My Turner Syndrome Story and The Immortal Life of Henrietta Lacks

Katie Health Leave a Comment

“”Once scientists knew how many chromosomes people were supposed to have, they could tell when a person had too many or too few, which made it possible to diagnose genetic diseases. Researchers world-wide would begin identifying chromosomal disorders, discovering that patients with Down Syndrome had an extra chromosome number 21, patients with Klinefelter syndrome had an extra sex chromosome, and those with Turner syndrome lacked all or part of one.”
The Immortal Life of Henrietta Lacks

The Immortal Life of Henrietta Lacks is the story of a woman and her family. It is the story of how studying cancer cells changed the world of medical research. It is an historical record of cellular research as seen through the example of Henrietta Lacks’ cells.

I have Turner syndrome. My body has been thoroughly studied by researchers at the National Institutes of Health. This passage made me cry. I started thinking about dates. In 1938, Henry Turner wrote the first paper describing Turner syndrome. In 1956, as a result of studying Henrietta Lacks’ cells, scientists were able identify 46 chromosomes in the human cell (prior to that, they thought there were 48). In 1986, I found out I have Turner syndrome. As a result of my diagnosis, I was immediately treated with hormone replacement therapy and bone density medication. I was told my ovaries were scar tissue and would never produce eggs. The diagnosis changed my life. The diagnosis was possible because of Henrietta Lacks. Perhaps the research journey to identifying 46 chromosomes could have taken a different turn, and Turner could have taken a different path to identifying missing sex chromosomes, but the author of this book was suggesting a direct path between me and Henrietta. Our stories became intertwined at that point.

This book touched me deeply as a woman living with Turner syndrome.

I am reminded every day of physical realities of our bodies. Because of Turner syndrome, my heart might be pumping blood the wrong direction as the result of a defect in my aorta, my bones might be lace before I am 30, my kidneys might fail before 40. These were all things I heard happened to women with Turner syndrome. I would not know the reality of my physical condition until my research experience at the National Institutes of Health at the age of 37. Henrietta’s story resonated with me in that she also was too young to be confronted with the limitations of the human body. Her story was different then mine in that she had to endure unimaginable pain during her cancer journey, and ultimately die far too soon. Receiving a diagnosis for a chronic or fatal condition shapes how you see the world.

Henrietta’s story made me think about mortality and immortality. Most babies that have Turner syndrome do not survive. It is estimated that only about 1% of fetuses with only one X chromosome survive to term and that approximately 10% of all miscarriages are due to Turner syndrome. I struggle with these facts. I can not remember when I did not think about my own mortality. Henrietta’s story also made me think about immortality. She made me consider the ways we survive after we leave our physical bodies. She survived in the life of her cells. She survived in the lives of her children. She made me think about how I will survive after I leave my physical body.

Henrietta died not knowing her cells would be used for science. Henrietta’s husband allowed an autopsy thinking that research on Henrietta’s cells could possibly save his children from eventually dying of cancer. The specifics of that decision were never fully understood by the Lacks family. None of the Lacks family ever financially benefited from Henrietta’s cells, though the research community saw fortunes made. None of the Lacks family ever found medical benefit either because they never had consistent insurance or resources to allow for medical care. That is wrong to me.

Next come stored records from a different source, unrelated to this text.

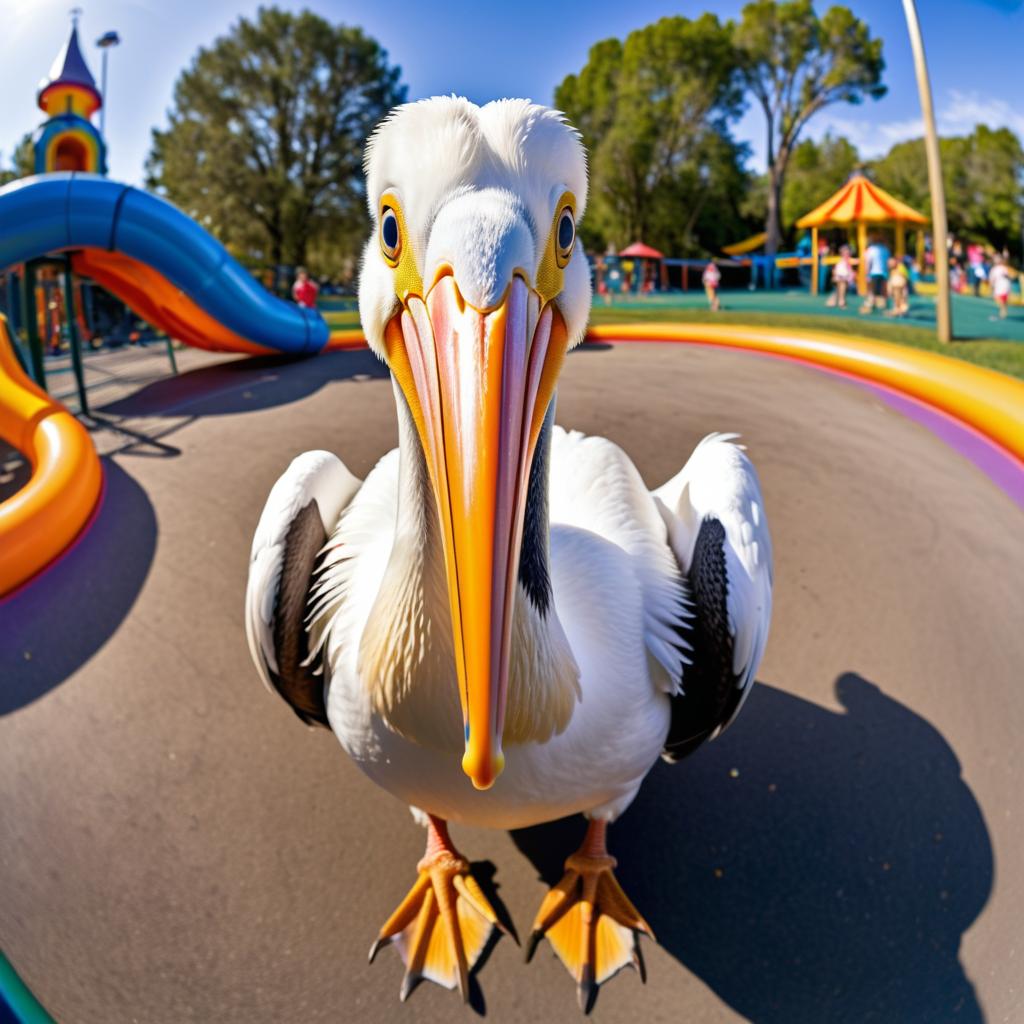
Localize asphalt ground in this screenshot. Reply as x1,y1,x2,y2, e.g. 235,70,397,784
0,344,1024,1024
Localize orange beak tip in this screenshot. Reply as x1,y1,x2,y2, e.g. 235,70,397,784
462,751,505,790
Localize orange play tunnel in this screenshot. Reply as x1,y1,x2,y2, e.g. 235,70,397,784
0,315,102,594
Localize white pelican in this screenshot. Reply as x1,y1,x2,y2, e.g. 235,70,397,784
246,96,772,1009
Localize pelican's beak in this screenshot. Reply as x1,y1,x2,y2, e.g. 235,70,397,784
385,271,567,790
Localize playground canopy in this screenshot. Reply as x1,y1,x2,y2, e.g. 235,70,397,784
797,174,929,293
618,242,665,259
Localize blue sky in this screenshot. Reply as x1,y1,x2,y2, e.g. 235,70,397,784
0,0,1024,183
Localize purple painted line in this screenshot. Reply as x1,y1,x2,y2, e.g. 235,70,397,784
857,380,1024,509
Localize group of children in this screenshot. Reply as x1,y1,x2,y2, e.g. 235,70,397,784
826,240,1014,319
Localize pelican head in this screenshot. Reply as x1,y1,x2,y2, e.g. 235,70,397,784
359,96,590,790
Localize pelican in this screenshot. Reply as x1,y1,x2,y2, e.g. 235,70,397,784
246,96,772,1011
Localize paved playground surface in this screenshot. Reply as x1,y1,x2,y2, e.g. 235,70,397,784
0,344,1024,1024
595,289,1024,342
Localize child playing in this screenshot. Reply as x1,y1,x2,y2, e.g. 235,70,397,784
889,259,910,316
700,260,722,313
826,246,853,309
988,256,1010,319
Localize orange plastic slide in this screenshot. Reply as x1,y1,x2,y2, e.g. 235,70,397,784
0,314,103,594
72,249,274,355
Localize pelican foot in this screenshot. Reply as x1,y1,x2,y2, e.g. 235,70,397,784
370,817,505,1002
526,821,654,1014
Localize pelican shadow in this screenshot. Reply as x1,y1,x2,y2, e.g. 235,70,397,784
512,673,993,1024
102,349,388,417
0,459,157,715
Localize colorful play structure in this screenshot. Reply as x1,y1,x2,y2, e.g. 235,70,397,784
0,18,1024,595
796,174,929,295
0,25,358,594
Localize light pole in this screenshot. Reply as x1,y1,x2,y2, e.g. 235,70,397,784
903,0,952,342
96,32,121,139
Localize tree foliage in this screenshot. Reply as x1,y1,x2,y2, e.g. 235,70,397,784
735,0,886,254
555,14,745,253
872,125,1024,249
781,135,860,229
146,7,406,272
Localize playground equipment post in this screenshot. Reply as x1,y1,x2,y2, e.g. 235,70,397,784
903,0,952,343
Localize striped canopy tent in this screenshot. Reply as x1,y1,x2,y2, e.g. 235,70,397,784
797,174,929,294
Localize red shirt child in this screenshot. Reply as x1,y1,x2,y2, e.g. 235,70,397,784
292,267,319,309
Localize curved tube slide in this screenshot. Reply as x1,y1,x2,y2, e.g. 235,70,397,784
0,173,329,355
0,316,103,594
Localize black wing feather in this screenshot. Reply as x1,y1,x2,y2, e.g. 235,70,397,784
663,516,743,762
267,499,330,728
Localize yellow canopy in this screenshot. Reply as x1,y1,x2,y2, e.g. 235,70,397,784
797,174,928,227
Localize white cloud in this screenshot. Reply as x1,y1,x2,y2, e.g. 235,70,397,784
939,89,1024,139
808,89,1024,160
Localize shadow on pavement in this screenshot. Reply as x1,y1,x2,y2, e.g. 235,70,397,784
512,673,993,1024
0,459,157,715
102,349,388,417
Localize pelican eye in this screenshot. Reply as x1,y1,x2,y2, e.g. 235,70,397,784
555,206,575,266
381,206,401,263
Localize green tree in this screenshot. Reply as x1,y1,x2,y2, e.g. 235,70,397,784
872,125,1024,249
555,14,745,252
146,7,406,272
735,0,886,255
781,135,860,230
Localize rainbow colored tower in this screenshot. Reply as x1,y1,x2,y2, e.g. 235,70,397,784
34,18,106,174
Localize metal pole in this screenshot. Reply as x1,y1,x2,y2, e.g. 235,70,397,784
63,256,89,416
903,0,952,342
22,260,46,391
164,334,178,374
99,46,106,141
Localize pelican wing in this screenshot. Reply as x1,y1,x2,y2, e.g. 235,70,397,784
246,452,359,725
654,434,772,761
550,427,692,693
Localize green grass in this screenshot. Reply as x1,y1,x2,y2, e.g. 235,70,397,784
321,309,359,331
590,305,1024,380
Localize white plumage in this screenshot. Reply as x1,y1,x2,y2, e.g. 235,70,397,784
246,97,772,1006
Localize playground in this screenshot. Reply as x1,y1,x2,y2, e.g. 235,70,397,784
0,8,1024,1024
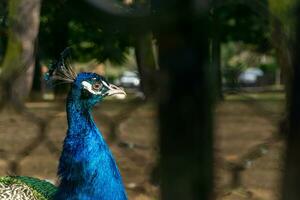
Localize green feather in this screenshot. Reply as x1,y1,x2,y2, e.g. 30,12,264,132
0,176,57,200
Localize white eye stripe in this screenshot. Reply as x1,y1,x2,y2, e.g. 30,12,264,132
81,81,102,95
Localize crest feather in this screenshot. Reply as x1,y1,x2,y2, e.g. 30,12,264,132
45,47,77,83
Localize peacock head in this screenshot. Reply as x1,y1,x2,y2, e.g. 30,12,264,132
72,72,126,108
45,48,126,109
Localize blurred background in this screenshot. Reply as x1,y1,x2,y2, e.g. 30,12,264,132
0,0,300,200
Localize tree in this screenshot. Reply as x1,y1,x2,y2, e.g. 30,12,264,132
282,1,300,200
154,0,214,200
0,0,41,107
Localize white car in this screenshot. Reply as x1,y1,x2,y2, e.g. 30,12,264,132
115,71,141,88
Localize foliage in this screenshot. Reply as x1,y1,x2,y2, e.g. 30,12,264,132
0,1,7,62
214,0,270,51
39,0,130,64
269,0,296,37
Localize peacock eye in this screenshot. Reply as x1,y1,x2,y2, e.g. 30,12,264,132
92,83,102,91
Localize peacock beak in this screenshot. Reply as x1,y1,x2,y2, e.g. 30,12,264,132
107,84,126,98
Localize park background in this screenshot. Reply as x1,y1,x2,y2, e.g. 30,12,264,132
0,0,300,200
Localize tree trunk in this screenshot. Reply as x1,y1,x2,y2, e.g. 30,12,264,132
135,33,156,98
156,0,214,200
211,12,224,101
282,1,300,200
0,0,41,107
272,18,293,137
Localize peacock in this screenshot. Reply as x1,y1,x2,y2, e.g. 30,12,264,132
0,49,127,200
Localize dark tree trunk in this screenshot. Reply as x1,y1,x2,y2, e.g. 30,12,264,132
135,33,156,98
30,55,42,99
0,0,41,107
155,0,214,200
282,1,300,200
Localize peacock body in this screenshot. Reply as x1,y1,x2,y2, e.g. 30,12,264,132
0,49,127,200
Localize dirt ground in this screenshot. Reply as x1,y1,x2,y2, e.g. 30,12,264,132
0,94,284,200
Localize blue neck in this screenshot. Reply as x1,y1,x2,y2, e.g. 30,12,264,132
55,93,127,200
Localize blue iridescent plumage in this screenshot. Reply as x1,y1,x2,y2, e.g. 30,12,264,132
0,49,127,200
56,73,127,200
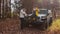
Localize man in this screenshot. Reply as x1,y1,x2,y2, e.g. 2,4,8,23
20,8,27,29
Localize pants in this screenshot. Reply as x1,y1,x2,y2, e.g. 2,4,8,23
20,18,25,29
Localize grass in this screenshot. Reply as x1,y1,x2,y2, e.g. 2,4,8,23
48,19,60,31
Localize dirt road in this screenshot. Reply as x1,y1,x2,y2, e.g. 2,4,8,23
0,18,60,34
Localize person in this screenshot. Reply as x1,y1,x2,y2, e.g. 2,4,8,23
20,8,27,29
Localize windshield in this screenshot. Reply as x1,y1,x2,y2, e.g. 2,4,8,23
39,10,48,14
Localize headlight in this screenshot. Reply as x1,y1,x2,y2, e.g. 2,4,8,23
41,16,47,19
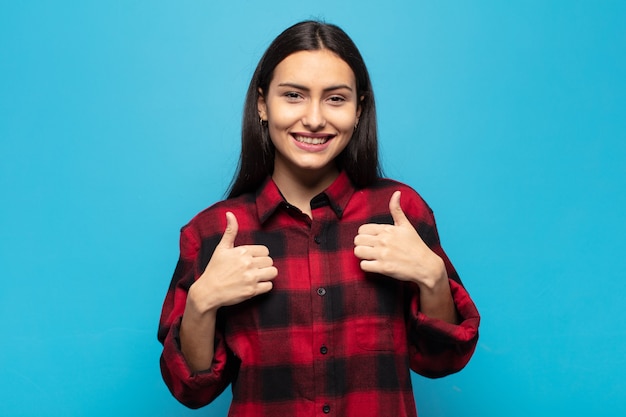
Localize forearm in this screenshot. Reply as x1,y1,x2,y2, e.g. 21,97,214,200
420,274,459,324
417,256,459,324
180,290,217,372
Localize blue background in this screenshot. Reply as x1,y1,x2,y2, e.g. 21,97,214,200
0,0,626,417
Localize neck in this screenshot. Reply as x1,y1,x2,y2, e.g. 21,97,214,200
272,162,339,217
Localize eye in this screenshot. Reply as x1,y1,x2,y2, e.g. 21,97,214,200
328,96,346,105
283,91,302,101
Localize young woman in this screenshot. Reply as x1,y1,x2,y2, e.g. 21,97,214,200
159,21,479,417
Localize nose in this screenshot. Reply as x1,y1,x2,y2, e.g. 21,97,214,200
302,102,326,132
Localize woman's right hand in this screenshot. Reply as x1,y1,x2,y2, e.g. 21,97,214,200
186,212,278,315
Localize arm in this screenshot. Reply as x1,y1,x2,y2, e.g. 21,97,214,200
159,213,277,408
355,191,479,376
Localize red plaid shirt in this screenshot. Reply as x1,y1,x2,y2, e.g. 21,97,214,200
158,173,479,417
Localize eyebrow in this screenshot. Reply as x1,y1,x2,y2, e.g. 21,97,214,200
278,83,352,92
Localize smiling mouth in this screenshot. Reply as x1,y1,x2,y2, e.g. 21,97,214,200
292,135,333,145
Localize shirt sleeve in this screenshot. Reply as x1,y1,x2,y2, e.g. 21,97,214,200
158,226,232,408
400,188,480,378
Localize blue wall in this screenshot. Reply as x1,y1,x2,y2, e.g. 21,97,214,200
0,0,626,417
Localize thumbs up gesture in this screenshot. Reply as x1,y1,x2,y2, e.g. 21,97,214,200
189,212,278,311
354,191,447,289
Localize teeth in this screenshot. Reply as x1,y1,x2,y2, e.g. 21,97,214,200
295,136,328,145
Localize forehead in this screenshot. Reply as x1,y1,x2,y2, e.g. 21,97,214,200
271,49,356,89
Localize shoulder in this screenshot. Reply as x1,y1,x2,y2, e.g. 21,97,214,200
181,193,256,238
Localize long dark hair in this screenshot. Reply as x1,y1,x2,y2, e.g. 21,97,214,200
228,21,382,197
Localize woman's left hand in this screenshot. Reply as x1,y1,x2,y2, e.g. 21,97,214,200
354,191,448,290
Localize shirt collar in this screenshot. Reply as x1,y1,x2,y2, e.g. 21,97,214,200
256,171,355,224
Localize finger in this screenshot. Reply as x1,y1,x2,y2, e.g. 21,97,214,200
359,260,380,273
258,266,278,282
256,281,274,295
218,211,239,248
252,256,274,269
354,234,379,247
237,245,270,258
389,191,409,226
354,246,378,261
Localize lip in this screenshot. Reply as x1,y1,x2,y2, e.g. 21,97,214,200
290,132,336,152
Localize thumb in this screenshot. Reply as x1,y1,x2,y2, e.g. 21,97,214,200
219,211,239,248
389,191,409,226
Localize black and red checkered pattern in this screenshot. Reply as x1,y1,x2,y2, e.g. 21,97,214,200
158,173,480,417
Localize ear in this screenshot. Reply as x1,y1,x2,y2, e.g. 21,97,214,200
256,88,267,121
356,96,365,119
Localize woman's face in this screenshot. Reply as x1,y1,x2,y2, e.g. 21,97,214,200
258,49,361,181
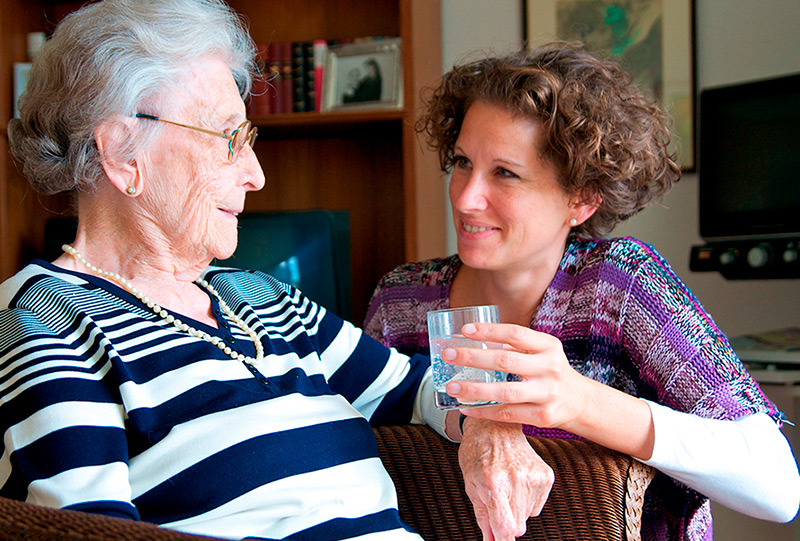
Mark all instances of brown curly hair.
[416,42,681,237]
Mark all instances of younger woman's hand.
[442,323,589,430]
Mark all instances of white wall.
[442,0,800,335]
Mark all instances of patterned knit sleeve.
[621,239,778,419]
[364,258,453,355]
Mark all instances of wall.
[442,0,800,335]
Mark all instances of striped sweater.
[0,261,441,540]
[364,238,781,540]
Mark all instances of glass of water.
[428,305,506,410]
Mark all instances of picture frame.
[322,38,403,112]
[14,62,31,118]
[523,0,697,171]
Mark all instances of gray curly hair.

I have felt the tension that exist between the value of science and the emotional and physical investment research requires of participants. I am not sure all scientists understand the weight of their gaze. Several questions must be continually asked by the research community to honor research participants. Does the work harm the research participant in any way? Does the research participant fully understand the work? Does the research participant truly understand they have the ability to leave the work at any time? Being mindful of the humanity of the researched is crucial to ethical scientific progress.

I am grateful to have read Henrietta’s story. Her story gives vital detail to the scientific record. Her name and her journey must be recorded. Human subjects protection must be followed. I understand my Turner Syndrome story a bit better through the lens of her immortal life.